It is important to study the safety of targeted therapies in populations at increased risk of skin cancer, according to the researchers.
Patients treated with biologics for psoriasis had higher risks of melanoma and nonmelanoma skin cancer (NMSC) compared with the general population, according to a recent study.
These findings suggest a need for a better understanding of skin cancer risks associated with targeted therapies in patients with psoriasis.
This meta-analysis is published in Pharmaceuticals (Basel).
“Our systematic review and meta-analysis aimed to analyze the risk of melanoma and [NMSC] in patients with psoriasis and psoriatic arthritis treated with targeted therapies,” the researchers wrote. “To the best of our knowledge, this is the first analysis to summarize the risk of skin malignancy in patients undergoing treatment with IL-17 and IL-23 inhibitors.”

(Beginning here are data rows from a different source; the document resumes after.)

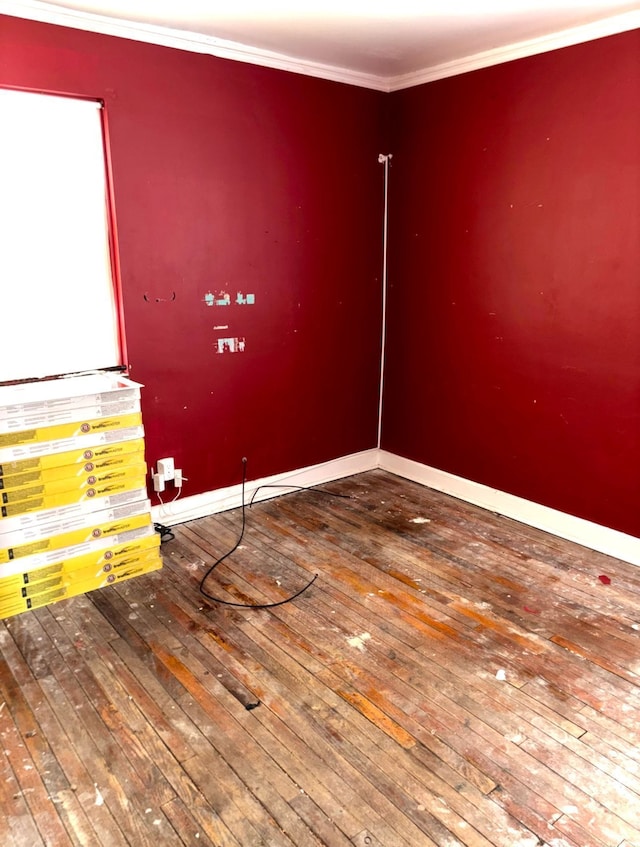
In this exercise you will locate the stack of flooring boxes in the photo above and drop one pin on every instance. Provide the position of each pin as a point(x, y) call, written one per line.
point(74, 513)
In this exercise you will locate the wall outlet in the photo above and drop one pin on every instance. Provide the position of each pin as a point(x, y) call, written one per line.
point(167, 468)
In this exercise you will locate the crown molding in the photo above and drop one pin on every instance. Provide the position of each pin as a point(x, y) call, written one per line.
point(183, 40)
point(198, 43)
point(520, 50)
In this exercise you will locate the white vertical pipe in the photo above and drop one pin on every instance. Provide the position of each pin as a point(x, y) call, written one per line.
point(382, 158)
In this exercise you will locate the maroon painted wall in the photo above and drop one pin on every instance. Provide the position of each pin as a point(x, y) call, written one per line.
point(233, 177)
point(513, 354)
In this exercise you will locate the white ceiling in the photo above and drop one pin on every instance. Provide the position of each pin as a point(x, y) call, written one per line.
point(385, 40)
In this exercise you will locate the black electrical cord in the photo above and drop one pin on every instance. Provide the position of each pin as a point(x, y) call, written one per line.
point(233, 549)
point(166, 533)
point(299, 488)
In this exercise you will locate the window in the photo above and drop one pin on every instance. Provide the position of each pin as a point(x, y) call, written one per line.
point(58, 310)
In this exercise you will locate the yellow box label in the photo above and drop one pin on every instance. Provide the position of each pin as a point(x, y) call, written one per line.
point(88, 534)
point(66, 498)
point(69, 430)
point(96, 454)
point(83, 483)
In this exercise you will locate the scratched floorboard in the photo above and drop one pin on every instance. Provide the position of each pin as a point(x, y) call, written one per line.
point(451, 678)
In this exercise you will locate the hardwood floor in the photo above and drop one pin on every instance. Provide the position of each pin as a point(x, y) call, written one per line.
point(451, 678)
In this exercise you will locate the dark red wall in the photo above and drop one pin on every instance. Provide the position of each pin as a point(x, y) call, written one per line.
point(514, 306)
point(231, 176)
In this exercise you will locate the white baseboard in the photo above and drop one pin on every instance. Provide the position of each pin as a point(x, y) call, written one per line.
point(588, 534)
point(201, 505)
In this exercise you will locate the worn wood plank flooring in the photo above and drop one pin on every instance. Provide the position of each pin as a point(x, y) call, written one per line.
point(451, 678)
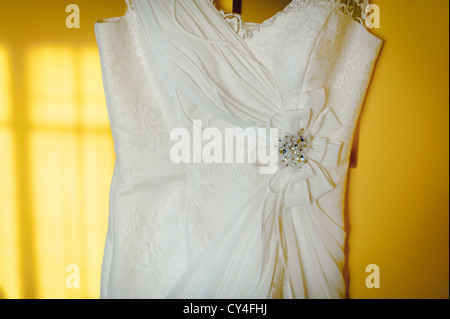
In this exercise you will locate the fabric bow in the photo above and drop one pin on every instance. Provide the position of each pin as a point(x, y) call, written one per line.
point(302, 187)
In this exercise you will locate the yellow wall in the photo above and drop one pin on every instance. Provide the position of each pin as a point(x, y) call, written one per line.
point(56, 151)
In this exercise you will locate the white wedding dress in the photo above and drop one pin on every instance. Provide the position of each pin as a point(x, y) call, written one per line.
point(225, 230)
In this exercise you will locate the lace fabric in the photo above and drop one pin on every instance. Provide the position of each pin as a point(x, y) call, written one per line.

While the introduction of biologic agents, such as tumor necrosis factor (TNF-α) inhibitors, inhibitors of the IL-17 pathway, inhibitors of IL-23, and related cytokines, as well as Janus kinase (JAK) inhibitors, have been a huge breakthrough in the treatment of psoriasis and psoriatic arthritis, there is concern that these biologics may increase the risk for infections and malignancies.
The researchers searched databases MEDLINE/PubMed, EMBASE, Web of Science, and Cochrane Library to find studies that reported on the incidence rates (IRs) of melanoma and NMSC in patients with psoriasis or psoriatic arthritis treated with biologics or JAK inhibitors.
Eligible studies were randomized controlled trials (RCTs), open-label studies, long-term extension studies, or observational studies. Additionally, eligible studies included adult patients with psoriasis or psoriatic arthritis treated with IL-17 inhibitors, IL-12/23 inhibitors, IL-23 inhibitors, or JAK inhibitors. Furthermore, studies included reported IRs of melanoma and NMSC presented as number of events per 100 patient-years (PY) or clearly reported numbers of skin cancer events with the total number of PY of exposure.
The extracted information included the title of the article, name of the first author, year of publication, study design, database or clinical trial identifier, diagnosis, patient characteristics (sample size, sex, age), type(s) of biologic therapy, total PY exposure, the use of concomitant therapy, and outcomes of interest.
In total, 19 studies were included for analysis, including 13,739 patients. Overall, the IR of melanoma was 0.08 (95% CI, 0.05-0.15) events per 100 PYs and the overall IR of NMSC was 0.45 (95% CI, 0.33-0.61) events per 100 PYs. The researchers noted that the CDC has estimated the IRs in the general population to be 0.02 for melanoma and 0.08 for NMSC per 100 persons.
Furthermore, the IRs of melanoma were comparable across patients treated with IL-17 inhibitors, IL-23 inhibitors, and JAK inhibitors, and the IR of NMSC was higher in patients treated with JAK inhibitors compared with those treated with biologics.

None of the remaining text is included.